TrxCNN is a deep learning model designed for classifying full-length transcriptome sequences using convolutional neural networks with residual connections. This implementation uses PyTorch to provide an efficient and scalable solution for genomic sequence analysis.
This model is introduced in the paper: Using Deep Learning to Classify Full-Length Transcriptome Sequences
- CNN-based Architecture: Uses 1D convolutional layers with residual blocks for sequence classification
- Dynamic Sequence Length Handling: Supports variable-length sequences with efficient padding and masking
- Bucket Batching: Implements intelligent batching strategy to optimize training efficiency
- GPU Acceleration: Full CUDA support with mixed precision training
- Customizable Hyperparameters: Comprehensive hyperparameter configuration system
- Python 3.7+
- PyTorch 1.8+
- CUDA (optional, for GPU acceleration)
pip install torch torchvision torchaudio
pip install pandas
pip install torchtextTrxCNN/
├── README.md # Project documentation
├── train.py # Main training script
├── protcnn_model.py # Model architecture definition
├── fastq_dataset.py # Dataset class for FASTQ data processing
├── prepocess_raw_data.py # Data preprocessing utilities
├── hparams.py # Hyperparameter configurations
├── utils.py # Utility functions and custom collate functions
└── train.sh # Training script for batch execution
The TrxCNN model consists of:
- Input Layer: Processes DNA sequences (A, T, C, G) with one-hot encoding
- Initial Convolution: 1D convolution with masking for variable-length sequences
- Residual Blocks: Multiple residual blocks with dilated convolutions
- Global Pooling: Max pooling across the sequence dimension
- Classification Layer: Fully connected layer for transcript classification
- Conv1d_with_mask: Custom convolution layer that handles variable-length sequences
- Residual_Block: Residual connection blocks with batch normalization and ReLU activation
- DNA_Model: Main model class combining all components
The model expects DNA sequence data in the following format:
- Input: FASTQ format files containing DNA sequences
- Processing: Sequences are converted to integer encoding (A=0, T=1, C=2, G=3)
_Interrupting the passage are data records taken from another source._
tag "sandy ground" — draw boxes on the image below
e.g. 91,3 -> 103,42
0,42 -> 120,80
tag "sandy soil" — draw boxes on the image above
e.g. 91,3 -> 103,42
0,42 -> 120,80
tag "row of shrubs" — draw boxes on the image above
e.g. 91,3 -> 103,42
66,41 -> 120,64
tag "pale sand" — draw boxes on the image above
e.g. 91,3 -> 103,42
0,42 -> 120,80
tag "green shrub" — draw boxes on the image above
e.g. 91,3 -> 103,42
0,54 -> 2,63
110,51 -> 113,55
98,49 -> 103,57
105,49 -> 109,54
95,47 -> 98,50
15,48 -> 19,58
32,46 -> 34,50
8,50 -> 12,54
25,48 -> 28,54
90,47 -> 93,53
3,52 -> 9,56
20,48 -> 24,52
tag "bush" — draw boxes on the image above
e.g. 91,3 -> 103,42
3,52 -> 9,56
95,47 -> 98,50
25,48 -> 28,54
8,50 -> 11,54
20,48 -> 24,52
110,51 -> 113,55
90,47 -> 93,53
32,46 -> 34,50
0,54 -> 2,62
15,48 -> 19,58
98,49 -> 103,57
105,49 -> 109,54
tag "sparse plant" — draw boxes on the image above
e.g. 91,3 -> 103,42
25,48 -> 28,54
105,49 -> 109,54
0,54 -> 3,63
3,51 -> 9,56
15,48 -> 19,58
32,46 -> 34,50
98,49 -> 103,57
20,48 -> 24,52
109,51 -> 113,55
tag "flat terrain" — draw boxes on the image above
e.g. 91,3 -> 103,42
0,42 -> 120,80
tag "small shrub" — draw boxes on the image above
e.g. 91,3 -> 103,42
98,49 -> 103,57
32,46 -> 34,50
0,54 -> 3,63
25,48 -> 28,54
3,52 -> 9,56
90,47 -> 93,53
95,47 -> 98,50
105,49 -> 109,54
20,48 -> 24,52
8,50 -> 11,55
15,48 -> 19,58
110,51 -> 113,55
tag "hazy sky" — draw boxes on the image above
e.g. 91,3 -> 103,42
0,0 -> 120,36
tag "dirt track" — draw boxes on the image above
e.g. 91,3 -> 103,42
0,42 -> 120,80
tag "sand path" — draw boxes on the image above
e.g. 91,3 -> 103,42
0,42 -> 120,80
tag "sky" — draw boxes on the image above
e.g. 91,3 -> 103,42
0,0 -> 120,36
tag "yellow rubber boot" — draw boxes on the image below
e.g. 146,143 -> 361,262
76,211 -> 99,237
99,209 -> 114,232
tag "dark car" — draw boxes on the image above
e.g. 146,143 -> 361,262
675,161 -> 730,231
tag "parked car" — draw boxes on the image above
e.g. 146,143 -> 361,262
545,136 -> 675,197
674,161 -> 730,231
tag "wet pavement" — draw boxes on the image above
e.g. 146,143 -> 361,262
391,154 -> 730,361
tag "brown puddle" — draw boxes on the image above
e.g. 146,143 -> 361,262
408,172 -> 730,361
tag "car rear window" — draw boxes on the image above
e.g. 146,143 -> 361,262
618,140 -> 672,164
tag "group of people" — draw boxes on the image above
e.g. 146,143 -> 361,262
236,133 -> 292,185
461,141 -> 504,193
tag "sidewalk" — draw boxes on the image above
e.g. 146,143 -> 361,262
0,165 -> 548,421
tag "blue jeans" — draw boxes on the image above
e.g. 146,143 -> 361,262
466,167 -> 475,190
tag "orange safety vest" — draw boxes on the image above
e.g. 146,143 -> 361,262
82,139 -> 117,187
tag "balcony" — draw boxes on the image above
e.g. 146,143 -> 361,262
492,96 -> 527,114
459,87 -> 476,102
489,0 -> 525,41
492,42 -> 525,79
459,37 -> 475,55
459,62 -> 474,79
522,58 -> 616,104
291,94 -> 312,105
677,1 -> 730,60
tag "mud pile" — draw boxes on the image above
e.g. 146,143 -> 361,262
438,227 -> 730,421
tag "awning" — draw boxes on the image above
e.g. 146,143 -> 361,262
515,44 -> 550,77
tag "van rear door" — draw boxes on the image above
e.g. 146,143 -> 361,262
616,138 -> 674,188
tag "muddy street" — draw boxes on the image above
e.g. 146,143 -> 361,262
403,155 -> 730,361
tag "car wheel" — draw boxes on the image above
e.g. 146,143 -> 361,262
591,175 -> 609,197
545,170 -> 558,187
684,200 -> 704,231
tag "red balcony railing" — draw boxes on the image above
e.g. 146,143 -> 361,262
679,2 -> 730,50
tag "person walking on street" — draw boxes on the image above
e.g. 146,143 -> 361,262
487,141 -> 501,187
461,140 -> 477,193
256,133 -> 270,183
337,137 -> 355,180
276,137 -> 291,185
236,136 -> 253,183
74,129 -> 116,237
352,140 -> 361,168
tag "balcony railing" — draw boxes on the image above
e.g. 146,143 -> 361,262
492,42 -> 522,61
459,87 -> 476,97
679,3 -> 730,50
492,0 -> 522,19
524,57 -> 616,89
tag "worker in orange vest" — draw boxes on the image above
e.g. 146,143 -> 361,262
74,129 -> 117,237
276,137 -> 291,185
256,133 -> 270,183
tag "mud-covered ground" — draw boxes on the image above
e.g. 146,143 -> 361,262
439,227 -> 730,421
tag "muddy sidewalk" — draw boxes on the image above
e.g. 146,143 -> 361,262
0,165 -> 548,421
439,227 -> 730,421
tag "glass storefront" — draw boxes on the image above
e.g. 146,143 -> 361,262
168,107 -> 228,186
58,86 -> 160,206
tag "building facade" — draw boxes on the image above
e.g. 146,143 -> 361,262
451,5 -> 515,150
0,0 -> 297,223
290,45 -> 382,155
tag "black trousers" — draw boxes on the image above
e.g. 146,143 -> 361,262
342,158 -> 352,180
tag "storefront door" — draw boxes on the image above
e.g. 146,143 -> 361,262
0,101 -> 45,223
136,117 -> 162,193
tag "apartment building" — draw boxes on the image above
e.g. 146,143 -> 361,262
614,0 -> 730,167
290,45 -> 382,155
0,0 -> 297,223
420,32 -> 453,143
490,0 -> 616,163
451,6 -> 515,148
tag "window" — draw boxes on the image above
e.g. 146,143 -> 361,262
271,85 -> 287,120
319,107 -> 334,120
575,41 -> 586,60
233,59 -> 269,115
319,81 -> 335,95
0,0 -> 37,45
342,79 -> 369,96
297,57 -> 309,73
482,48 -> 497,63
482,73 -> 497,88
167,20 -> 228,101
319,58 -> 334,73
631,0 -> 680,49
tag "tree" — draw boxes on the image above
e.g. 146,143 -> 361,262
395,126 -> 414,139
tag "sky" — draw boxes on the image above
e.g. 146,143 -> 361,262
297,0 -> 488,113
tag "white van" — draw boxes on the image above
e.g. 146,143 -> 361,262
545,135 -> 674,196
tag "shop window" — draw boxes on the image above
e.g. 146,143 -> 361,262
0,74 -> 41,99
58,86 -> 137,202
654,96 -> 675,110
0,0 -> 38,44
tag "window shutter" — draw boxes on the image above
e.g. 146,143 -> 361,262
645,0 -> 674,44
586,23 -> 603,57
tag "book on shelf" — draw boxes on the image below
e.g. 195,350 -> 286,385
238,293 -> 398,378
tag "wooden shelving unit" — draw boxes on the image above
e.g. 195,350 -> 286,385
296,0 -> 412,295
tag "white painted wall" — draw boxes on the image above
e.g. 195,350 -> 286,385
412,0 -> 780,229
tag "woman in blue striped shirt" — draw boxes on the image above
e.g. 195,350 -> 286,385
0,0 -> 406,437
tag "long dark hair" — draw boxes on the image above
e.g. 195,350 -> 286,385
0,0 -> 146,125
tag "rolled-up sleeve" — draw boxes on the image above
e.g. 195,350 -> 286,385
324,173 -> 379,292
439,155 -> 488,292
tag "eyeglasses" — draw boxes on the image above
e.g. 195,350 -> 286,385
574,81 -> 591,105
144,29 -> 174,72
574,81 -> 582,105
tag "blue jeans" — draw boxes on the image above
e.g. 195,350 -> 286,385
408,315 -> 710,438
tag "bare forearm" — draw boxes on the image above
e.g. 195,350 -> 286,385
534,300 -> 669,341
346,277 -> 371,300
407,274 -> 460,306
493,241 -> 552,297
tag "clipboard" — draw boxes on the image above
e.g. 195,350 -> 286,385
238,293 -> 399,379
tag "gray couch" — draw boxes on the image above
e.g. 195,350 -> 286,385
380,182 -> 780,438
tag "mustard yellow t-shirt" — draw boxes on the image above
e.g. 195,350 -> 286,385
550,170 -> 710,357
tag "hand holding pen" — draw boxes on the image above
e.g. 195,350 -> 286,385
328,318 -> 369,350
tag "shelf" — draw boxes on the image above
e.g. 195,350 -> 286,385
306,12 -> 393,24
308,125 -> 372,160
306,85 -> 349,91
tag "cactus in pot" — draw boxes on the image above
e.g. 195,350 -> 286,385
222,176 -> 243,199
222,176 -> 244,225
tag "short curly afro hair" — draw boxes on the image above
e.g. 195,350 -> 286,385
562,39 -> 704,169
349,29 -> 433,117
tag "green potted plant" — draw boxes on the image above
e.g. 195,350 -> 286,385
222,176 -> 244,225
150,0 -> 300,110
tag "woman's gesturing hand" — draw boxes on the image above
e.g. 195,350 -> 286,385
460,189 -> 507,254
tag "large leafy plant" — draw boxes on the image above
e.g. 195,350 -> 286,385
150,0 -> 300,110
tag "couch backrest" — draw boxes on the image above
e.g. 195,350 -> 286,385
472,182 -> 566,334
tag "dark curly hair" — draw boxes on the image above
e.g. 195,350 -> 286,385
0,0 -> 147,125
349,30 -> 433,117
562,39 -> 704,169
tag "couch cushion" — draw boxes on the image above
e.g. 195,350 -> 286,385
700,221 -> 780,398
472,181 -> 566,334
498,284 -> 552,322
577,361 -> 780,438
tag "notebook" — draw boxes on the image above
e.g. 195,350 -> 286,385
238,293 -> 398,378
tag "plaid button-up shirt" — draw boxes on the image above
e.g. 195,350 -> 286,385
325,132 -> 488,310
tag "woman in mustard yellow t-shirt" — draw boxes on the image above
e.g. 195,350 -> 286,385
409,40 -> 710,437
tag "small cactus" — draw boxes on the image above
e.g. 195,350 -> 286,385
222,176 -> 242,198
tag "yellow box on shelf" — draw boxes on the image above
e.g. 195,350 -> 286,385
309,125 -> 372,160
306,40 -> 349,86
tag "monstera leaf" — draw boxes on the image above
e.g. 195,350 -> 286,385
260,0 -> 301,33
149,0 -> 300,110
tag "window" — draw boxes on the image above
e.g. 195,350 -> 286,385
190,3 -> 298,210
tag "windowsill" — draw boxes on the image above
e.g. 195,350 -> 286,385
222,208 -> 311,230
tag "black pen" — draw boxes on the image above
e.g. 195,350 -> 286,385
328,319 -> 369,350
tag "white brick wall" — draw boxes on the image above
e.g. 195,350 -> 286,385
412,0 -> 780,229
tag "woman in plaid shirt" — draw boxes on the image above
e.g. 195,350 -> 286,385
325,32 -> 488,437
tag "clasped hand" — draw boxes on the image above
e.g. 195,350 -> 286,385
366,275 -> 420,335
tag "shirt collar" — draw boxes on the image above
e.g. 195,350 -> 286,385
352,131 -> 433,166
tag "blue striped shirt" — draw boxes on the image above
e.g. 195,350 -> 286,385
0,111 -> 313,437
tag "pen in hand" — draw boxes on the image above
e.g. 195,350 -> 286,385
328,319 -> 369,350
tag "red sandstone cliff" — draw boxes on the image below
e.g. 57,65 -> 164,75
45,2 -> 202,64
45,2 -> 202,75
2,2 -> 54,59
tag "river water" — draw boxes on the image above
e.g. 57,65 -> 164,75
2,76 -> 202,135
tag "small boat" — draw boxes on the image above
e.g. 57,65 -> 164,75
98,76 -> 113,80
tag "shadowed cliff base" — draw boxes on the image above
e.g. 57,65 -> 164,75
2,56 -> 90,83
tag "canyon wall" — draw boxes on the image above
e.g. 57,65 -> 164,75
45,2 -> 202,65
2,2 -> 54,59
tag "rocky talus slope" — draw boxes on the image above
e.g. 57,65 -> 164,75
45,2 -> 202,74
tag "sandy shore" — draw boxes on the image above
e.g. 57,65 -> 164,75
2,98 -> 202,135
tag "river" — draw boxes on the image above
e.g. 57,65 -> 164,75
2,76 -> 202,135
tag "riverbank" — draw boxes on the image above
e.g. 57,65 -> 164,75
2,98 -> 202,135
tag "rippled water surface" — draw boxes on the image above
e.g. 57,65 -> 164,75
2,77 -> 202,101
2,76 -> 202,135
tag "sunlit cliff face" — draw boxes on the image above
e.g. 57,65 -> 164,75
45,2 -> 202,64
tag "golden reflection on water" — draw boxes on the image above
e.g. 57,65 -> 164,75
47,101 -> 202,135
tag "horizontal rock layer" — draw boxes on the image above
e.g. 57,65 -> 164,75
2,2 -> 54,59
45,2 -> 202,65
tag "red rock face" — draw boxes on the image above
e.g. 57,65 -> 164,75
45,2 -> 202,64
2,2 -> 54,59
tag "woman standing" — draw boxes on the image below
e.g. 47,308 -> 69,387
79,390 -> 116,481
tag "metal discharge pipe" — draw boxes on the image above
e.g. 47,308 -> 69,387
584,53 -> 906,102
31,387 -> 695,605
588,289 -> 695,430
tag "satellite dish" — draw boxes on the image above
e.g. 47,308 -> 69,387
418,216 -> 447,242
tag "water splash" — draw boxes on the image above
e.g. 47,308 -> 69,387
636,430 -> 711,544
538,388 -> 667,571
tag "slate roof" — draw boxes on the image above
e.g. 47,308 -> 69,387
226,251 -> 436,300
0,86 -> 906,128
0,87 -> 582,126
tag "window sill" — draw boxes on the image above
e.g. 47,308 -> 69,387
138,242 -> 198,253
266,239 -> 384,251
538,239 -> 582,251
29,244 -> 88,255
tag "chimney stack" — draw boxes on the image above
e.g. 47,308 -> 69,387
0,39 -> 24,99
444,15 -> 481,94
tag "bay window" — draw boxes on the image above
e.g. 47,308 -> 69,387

- Output: Classification labels for different transcripts
- Genes: 19,813
- Transcripts: 57,899 (classification classes)
- Dataset size: ~16GB in CSV format
- Prepare your data: Place FASTQ files in the appropriate directory structure
- Preprocess data:
python prepocess_raw_data.py
- Start training:
python train.py # or use the batch script bash train.sh
Modify hyperparameters in hparams.py:
def hparams_set_train():
hparams = {}
hparams["filters"] = 800 # Number of filters
hparams["kernel_size"] = 3 # Convolution kernel size
hparams["num_layers"] = 4 # Number of residual blocks
hparams["lr_rate"] = 0.0005 # Learning rate
hparams["num_epochs"] = 40 # Training epochs
hparams["bt_size"] = 32 # Batch size
return hparams# Test a saved model
from train import test_saved_model
results = test_saved_model()- Gradient Clipping: Prevents gradient explosion
- Learning Rate Scheduling: Dynamic learning rate with exponential decay
- Mixed Precision Training: Faster training with reduced memory usage
- Model Checkpointing: Automatic model saving during training
- Bucket Batching: Efficient batching strategy for variable-length sequences
The model achieves competitive performance on full-length transcriptome classification tasks. Training logs and model checkpoints are automatically saved in the saved_model/ directory.
Contributions are welcome! Please feel free to submit issues and pull requests.
If you use this code in your research, please cite:
@article{trxcnn2024,
title={Using Deep Learning to Classify Full-Length Transcriptome Sequences},
author={[Authors]},
journal={IEEE},
year={2024},
url={https://ieeexplore.ieee.org/document/10385824}
}This project is licensed under the MIT License - see the LICENSE file for details.
Note: Make sure to have sufficient GPU memory for training, as the model processes large genomic sequences. The training script automatically detects and uses CUDA when available.